Character of many talents, the Ivorian was a poet, novelist, and a theater man but also politician and Minister of Culture under Houpnouet-Boigny. Near the Ivorian Popular Front, he had taken up the cause of Laurent Gbagbo while he had been imprisoned since 2011 at the ICC detention center in The Hague (Netherlands).

The author of Climbié and other works that became classics of African literature was the first African writer to celebrate the centenary of his lifetime. Paying tribute to the elder on the occasion of his centenary in 2016, the novelist Koffi Kwahule, wrote in Jeune Afrique "Dadié is to literature what Houphouet is to politics" In other words, a forerunner. Even the matrix from which Ivorian literature was born "Writing is, for me, a desire to ward off darkness, a desire to open to every window on the world" had declared the writer at the ceremony centenary Climbié, his most probably best known novel, published in 1956, is the first Ivorian fiction.

With his play Les Villes, performed in Abidjan in April 1934. Dadié gave the very first play of the dramatic corpus of French-speaking Africa. Finally, last but not least, he was the first and only one to win twice the literary prize of Black Africa, the first time in 1965 with his novel “Patron de New York”, and the second time in 1968 with another novel “La Ville où nul ne meurt”. Born in 1916 in Assinie, not far from Abidjan, on the banks of the Atlantic, the future writer grew up in a family where political struggles and commitment were not empty words.

The father was the founder of the first African agricultural union. Dadié engaged in anti colonial activism, within the “Rassemblement démocratique africain (RDA)”, a formation created under the leadership of Félix Houphouet-Boigny. By the end of the Second World War with the return of African soldiers which had participated in the battles on the European fronts and had seen Europe tear in a long and terrible fratricidal war, the African colonies were shaken by timid movements of release. With his companions fighting for independence, Dadié was arrested and imprisoned in 1949 for "anti-French activities". He will be jailed for sixteen months before being released for the benefit of a non-place.

From theater to politics...


Dadie's political engagement led him from ministerial offices to the government. He was one of the pillars of the Ivorian cultural administration during the long presidency of Houphouët Boigny.

First chief of staff of the Minister of National Education, then Director of Information Services (1959-61), Director des Beaux des Arts (1962-63) and Cultural Affairs (1973-1976), he will finish his political career as Minister of Culture and Information, a position he occupied between 1977 and 1986.
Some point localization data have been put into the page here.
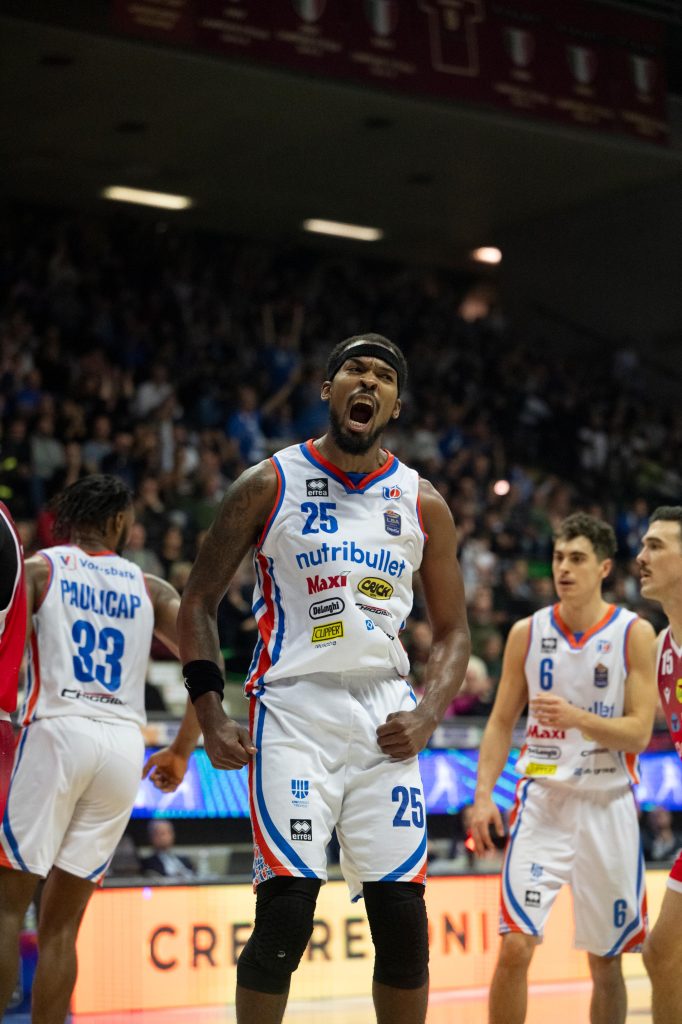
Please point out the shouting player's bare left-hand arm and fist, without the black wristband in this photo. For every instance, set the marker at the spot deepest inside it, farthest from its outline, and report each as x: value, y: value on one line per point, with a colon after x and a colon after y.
x: 243, y: 515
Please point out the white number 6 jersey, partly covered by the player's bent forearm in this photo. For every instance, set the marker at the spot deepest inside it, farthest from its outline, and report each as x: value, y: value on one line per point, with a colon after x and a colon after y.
x: 589, y: 670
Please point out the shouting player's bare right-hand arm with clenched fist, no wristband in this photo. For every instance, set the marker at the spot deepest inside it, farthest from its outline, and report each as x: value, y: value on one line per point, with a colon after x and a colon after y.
x: 406, y: 734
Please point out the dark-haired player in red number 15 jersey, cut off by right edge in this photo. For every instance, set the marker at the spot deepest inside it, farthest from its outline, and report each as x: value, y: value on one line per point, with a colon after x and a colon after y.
x: 661, y: 567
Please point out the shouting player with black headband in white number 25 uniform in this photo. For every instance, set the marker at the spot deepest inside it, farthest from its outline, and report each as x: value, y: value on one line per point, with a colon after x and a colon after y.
x: 339, y: 528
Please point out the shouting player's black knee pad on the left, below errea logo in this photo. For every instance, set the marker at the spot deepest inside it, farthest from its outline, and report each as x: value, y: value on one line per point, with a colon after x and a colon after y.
x: 285, y: 910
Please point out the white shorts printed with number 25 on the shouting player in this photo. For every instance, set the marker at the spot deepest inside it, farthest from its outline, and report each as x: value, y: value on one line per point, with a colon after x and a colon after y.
x: 320, y: 766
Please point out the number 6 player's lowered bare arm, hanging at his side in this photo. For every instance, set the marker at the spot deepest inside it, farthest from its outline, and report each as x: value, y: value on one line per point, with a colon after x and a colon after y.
x: 511, y: 698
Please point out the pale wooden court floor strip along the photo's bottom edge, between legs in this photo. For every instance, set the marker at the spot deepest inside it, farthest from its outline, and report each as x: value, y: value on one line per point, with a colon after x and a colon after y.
x: 565, y: 1004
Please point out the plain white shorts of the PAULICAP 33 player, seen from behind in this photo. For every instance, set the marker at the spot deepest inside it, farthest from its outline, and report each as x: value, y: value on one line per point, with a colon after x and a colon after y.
x: 72, y: 791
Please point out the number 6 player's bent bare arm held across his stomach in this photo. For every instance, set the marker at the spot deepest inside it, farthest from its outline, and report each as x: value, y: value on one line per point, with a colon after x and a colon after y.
x: 632, y: 732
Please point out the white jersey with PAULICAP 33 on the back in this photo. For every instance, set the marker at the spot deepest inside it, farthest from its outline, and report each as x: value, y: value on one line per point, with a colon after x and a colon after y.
x: 91, y: 644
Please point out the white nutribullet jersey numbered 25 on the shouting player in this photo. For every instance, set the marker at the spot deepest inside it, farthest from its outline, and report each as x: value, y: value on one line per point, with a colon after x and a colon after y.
x: 334, y: 569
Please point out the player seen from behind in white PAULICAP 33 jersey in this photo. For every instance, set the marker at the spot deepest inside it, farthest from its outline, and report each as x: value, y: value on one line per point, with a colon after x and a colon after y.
x: 79, y: 758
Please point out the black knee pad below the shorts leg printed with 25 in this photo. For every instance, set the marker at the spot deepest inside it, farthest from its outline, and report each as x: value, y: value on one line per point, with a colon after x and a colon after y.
x: 400, y: 931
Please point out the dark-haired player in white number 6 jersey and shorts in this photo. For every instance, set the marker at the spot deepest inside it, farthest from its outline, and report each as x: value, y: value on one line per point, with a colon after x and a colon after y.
x: 586, y: 670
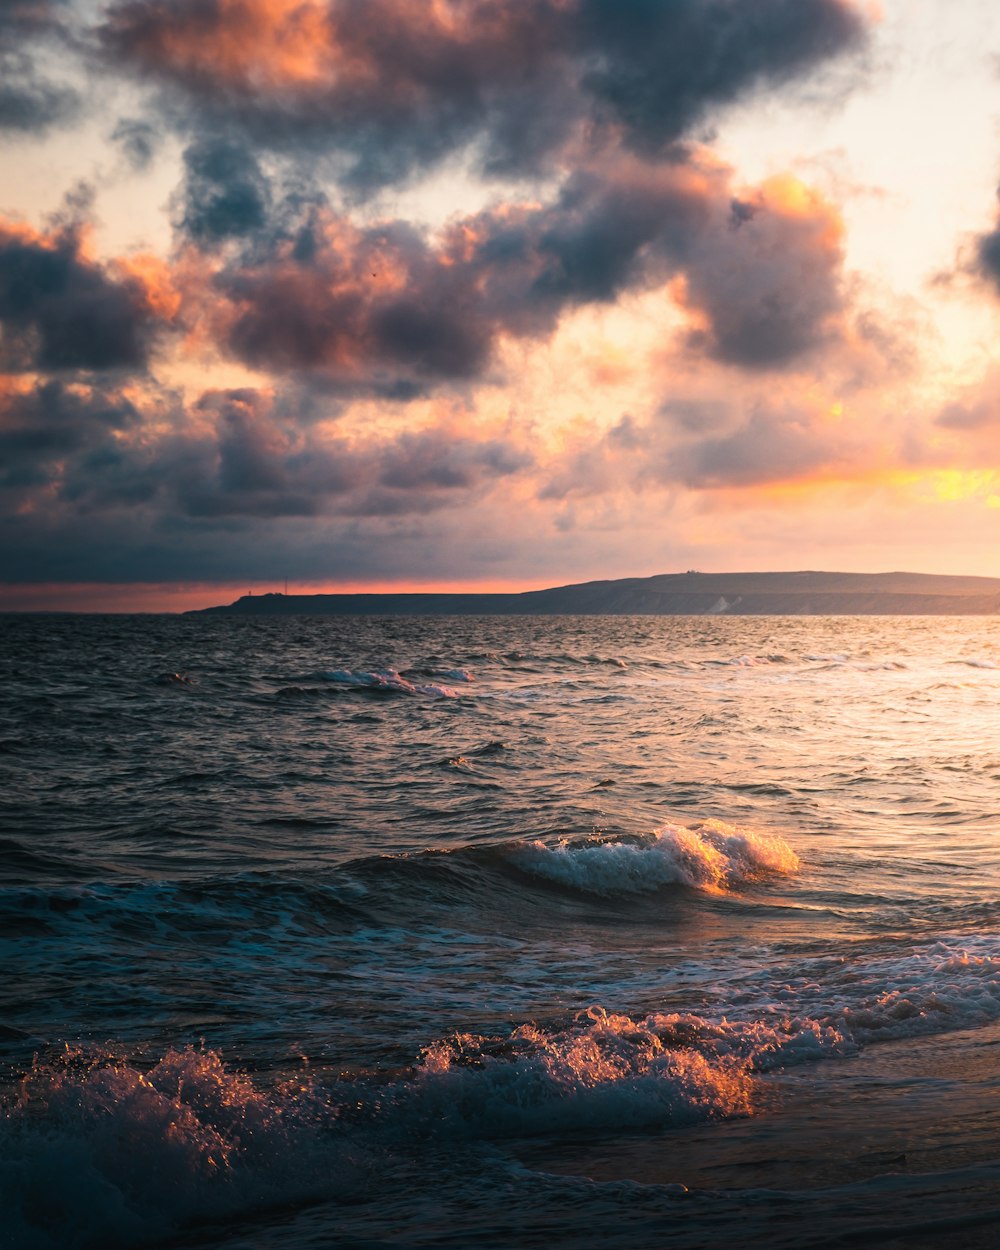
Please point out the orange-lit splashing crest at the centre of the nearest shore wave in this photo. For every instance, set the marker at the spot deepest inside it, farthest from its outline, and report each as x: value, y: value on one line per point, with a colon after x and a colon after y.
x: 611, y: 1072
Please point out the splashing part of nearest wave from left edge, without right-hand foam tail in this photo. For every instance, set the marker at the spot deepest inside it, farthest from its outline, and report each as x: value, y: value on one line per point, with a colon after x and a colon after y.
x: 98, y: 1152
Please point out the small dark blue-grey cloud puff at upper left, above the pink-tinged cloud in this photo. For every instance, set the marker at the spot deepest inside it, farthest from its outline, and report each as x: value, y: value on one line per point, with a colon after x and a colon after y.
x: 226, y: 193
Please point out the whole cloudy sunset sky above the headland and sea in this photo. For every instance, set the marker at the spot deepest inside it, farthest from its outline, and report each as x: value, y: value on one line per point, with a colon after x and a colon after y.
x: 492, y: 296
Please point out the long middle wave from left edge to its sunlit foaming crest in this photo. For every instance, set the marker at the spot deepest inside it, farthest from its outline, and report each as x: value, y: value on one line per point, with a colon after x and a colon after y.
x: 712, y: 857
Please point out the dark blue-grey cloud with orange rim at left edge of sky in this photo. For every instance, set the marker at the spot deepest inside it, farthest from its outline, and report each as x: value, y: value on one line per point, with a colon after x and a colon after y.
x: 61, y: 311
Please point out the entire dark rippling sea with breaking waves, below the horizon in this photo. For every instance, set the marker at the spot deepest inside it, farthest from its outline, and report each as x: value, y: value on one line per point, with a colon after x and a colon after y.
x: 499, y: 933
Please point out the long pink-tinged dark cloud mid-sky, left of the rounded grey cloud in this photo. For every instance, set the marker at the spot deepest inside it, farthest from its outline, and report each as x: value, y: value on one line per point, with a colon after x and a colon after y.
x: 386, y: 306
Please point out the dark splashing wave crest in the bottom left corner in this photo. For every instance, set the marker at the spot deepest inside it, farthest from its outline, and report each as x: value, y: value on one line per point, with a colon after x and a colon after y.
x: 97, y: 1154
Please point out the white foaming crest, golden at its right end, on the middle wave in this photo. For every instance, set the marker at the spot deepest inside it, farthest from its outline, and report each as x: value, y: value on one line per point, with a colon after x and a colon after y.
x: 713, y: 856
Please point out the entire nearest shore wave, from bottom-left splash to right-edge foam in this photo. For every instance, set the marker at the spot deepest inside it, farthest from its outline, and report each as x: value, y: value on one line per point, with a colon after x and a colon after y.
x: 99, y: 1152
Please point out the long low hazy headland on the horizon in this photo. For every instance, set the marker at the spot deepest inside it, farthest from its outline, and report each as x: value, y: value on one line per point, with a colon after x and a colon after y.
x: 671, y: 594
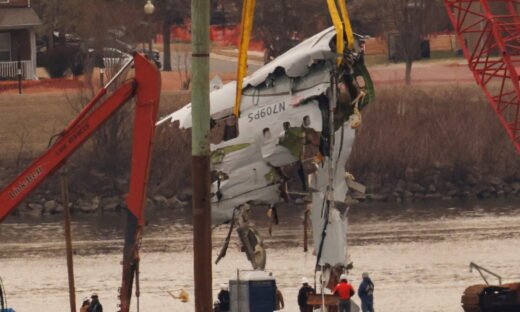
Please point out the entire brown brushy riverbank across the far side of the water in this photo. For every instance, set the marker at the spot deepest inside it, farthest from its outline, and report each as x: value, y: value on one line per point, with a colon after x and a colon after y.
x: 423, y: 143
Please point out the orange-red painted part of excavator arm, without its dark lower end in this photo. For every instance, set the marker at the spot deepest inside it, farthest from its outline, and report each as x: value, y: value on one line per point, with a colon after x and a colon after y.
x: 146, y: 86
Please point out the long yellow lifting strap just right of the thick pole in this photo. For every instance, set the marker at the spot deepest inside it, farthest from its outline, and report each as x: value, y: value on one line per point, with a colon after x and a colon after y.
x: 246, y: 27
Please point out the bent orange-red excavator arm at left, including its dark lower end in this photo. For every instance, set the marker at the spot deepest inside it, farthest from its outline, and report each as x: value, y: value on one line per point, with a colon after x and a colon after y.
x: 145, y: 87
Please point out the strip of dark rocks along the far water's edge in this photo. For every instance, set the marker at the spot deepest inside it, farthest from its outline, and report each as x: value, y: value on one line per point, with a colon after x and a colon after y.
x: 436, y: 184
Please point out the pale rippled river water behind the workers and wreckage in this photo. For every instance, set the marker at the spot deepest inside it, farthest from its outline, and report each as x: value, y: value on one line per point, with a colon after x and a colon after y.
x: 417, y: 255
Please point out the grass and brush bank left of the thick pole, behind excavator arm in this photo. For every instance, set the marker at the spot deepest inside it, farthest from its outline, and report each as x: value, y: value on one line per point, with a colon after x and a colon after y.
x: 99, y: 170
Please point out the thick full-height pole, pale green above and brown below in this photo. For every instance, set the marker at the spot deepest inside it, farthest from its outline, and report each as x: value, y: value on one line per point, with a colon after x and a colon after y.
x: 200, y: 156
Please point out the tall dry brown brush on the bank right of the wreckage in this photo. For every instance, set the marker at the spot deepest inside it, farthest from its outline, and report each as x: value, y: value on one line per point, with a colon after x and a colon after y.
x: 422, y: 127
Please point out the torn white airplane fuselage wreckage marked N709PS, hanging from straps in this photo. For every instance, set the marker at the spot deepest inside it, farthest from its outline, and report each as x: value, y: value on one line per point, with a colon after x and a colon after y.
x: 289, y: 116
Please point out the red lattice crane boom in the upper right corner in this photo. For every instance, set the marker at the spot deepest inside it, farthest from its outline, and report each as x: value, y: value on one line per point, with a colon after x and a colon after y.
x: 489, y: 34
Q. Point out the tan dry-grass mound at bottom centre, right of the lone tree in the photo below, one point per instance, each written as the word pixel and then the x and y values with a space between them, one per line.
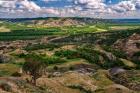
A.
pixel 67 81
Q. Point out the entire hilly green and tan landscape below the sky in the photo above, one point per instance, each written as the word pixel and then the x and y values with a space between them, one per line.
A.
pixel 69 55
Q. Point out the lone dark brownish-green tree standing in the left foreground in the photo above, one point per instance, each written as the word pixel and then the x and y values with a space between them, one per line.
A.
pixel 34 68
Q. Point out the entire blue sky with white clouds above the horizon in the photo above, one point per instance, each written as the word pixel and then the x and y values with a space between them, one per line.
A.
pixel 107 9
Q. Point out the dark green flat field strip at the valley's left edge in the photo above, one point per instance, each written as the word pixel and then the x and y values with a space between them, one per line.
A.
pixel 27 34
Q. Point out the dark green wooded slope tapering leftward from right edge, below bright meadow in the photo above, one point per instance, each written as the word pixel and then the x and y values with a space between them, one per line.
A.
pixel 104 38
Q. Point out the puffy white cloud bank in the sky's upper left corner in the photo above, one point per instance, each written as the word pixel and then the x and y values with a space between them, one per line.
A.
pixel 24 6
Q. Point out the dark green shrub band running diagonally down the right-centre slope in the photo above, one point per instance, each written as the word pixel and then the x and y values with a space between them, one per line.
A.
pixel 93 57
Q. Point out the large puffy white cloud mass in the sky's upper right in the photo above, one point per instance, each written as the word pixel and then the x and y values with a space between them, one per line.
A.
pixel 99 7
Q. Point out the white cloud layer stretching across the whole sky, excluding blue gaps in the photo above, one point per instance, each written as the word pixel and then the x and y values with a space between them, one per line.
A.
pixel 77 8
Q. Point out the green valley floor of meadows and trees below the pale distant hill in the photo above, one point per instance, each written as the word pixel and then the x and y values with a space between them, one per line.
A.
pixel 21 31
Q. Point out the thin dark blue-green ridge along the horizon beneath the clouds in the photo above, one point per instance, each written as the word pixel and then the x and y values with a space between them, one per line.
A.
pixel 82 19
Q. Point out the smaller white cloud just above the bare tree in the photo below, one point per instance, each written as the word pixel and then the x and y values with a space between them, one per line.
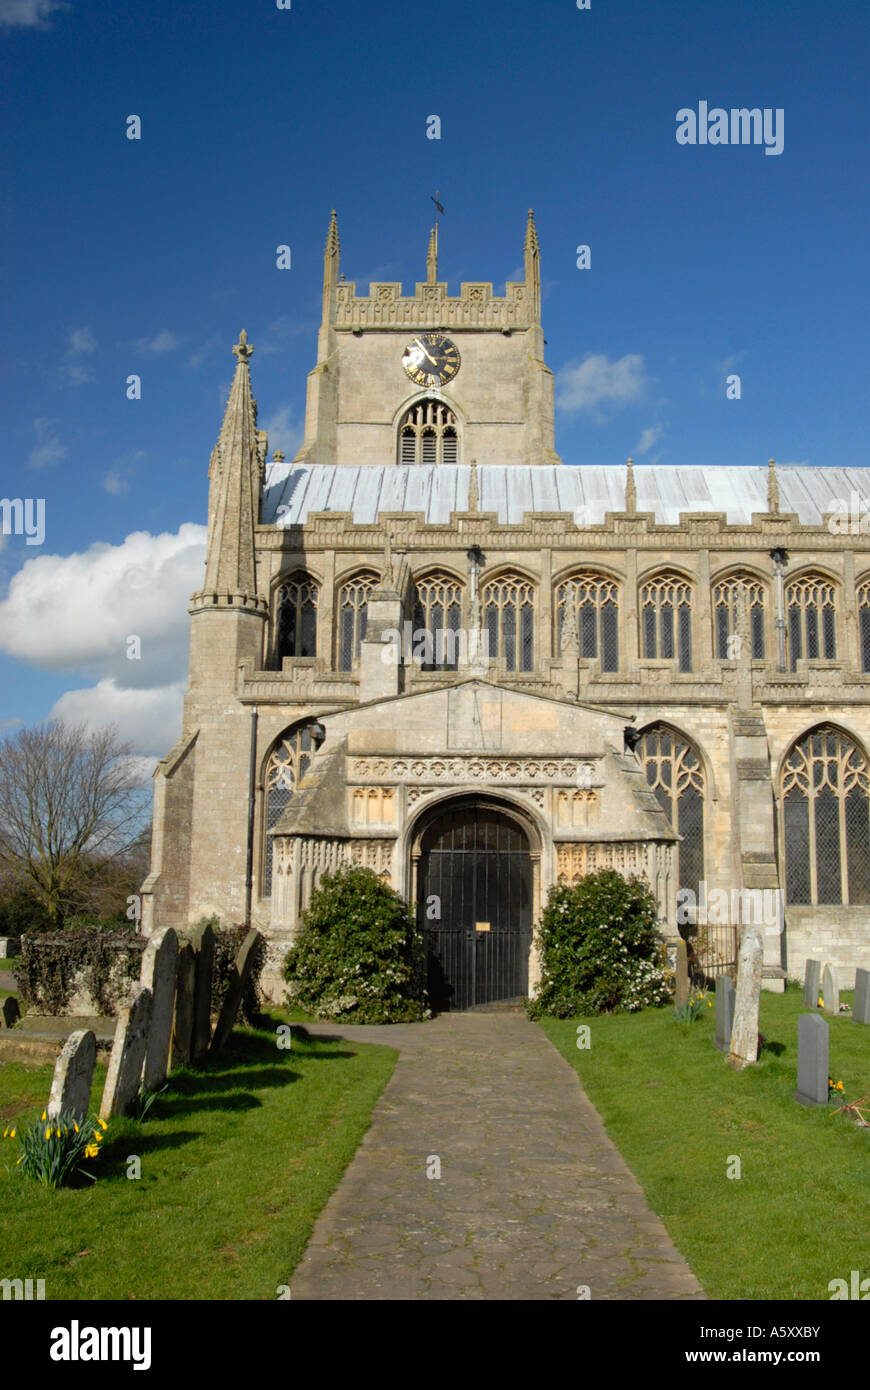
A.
pixel 148 719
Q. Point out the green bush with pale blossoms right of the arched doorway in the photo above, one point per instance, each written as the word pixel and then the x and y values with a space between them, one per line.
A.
pixel 601 950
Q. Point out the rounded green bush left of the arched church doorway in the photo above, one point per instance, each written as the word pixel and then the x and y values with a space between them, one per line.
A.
pixel 361 957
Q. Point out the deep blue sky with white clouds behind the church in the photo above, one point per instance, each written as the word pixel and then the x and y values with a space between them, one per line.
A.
pixel 149 256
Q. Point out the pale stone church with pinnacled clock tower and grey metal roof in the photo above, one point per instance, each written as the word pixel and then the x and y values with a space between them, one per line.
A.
pixel 429 647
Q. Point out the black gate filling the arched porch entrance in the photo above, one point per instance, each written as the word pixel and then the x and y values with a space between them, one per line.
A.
pixel 476 907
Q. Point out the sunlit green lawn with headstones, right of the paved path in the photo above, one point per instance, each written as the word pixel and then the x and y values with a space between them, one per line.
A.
pixel 797 1218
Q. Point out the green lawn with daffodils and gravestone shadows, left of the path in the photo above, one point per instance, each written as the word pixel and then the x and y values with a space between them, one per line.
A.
pixel 237 1164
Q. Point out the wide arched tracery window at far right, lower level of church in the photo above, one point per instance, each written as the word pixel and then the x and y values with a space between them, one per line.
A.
pixel 826 821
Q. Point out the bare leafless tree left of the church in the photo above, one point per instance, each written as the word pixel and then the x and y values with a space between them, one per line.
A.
pixel 67 796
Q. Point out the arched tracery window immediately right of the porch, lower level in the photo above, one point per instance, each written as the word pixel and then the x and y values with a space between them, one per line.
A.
pixel 675 774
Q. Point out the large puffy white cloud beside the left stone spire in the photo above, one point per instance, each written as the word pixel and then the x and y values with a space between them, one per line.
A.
pixel 77 612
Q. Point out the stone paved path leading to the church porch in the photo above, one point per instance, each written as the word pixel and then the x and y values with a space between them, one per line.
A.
pixel 533 1200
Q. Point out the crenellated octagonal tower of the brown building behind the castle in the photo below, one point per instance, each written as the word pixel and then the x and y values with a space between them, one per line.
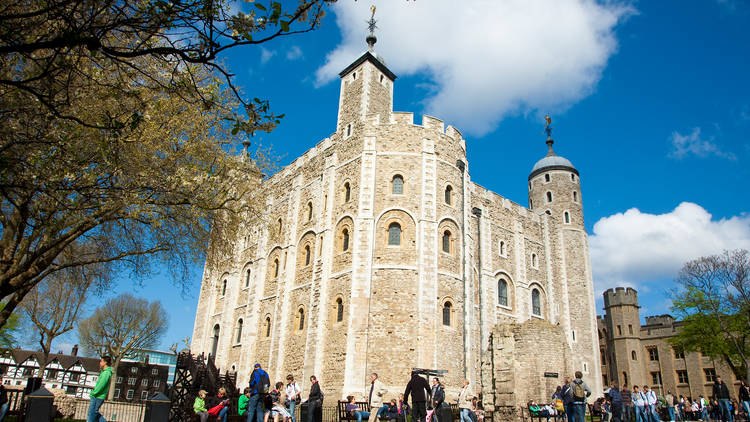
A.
pixel 623 325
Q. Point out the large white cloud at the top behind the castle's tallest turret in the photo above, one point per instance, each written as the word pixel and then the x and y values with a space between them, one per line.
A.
pixel 486 58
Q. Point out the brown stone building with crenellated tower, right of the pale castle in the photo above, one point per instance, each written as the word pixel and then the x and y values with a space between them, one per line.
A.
pixel 638 354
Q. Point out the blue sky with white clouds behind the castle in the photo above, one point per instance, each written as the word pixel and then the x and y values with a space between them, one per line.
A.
pixel 649 100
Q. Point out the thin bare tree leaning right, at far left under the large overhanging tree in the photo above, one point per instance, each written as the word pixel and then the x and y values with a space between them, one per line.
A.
pixel 54 305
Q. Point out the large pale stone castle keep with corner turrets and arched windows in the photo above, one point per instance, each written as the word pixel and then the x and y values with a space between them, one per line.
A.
pixel 382 255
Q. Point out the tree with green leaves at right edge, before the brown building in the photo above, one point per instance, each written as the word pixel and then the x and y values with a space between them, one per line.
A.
pixel 713 301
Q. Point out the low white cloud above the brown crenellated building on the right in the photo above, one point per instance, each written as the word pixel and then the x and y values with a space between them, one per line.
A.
pixel 632 247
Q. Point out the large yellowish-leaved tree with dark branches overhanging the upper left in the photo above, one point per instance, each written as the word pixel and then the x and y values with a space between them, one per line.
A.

The man had taken worked for a long time with Laurent Gbagbo, going as far as assuming in 2002 the leadership of the National Congress of Resistance for Democracy (CNRD) movement put in place by Simone Gbagbo for the defense of his husband. In 2016, on the occasion of his centenary, he launched a public petition demanding the release of Gbagbo, recalling that "for more than five years the ICC has struggled to provide any material evidence to support the charges against Laurent Gbagbo".

The petition has recalled 26 million signatures! Bernard Dadié's position on the Ivoirian regime was in place didn’t prevent Minister of Culture of Alassane Ouattara to participate in the award ceremony of the Prizewinner to the writer by Unesco, taken place to Abidjan on 11 February 2016.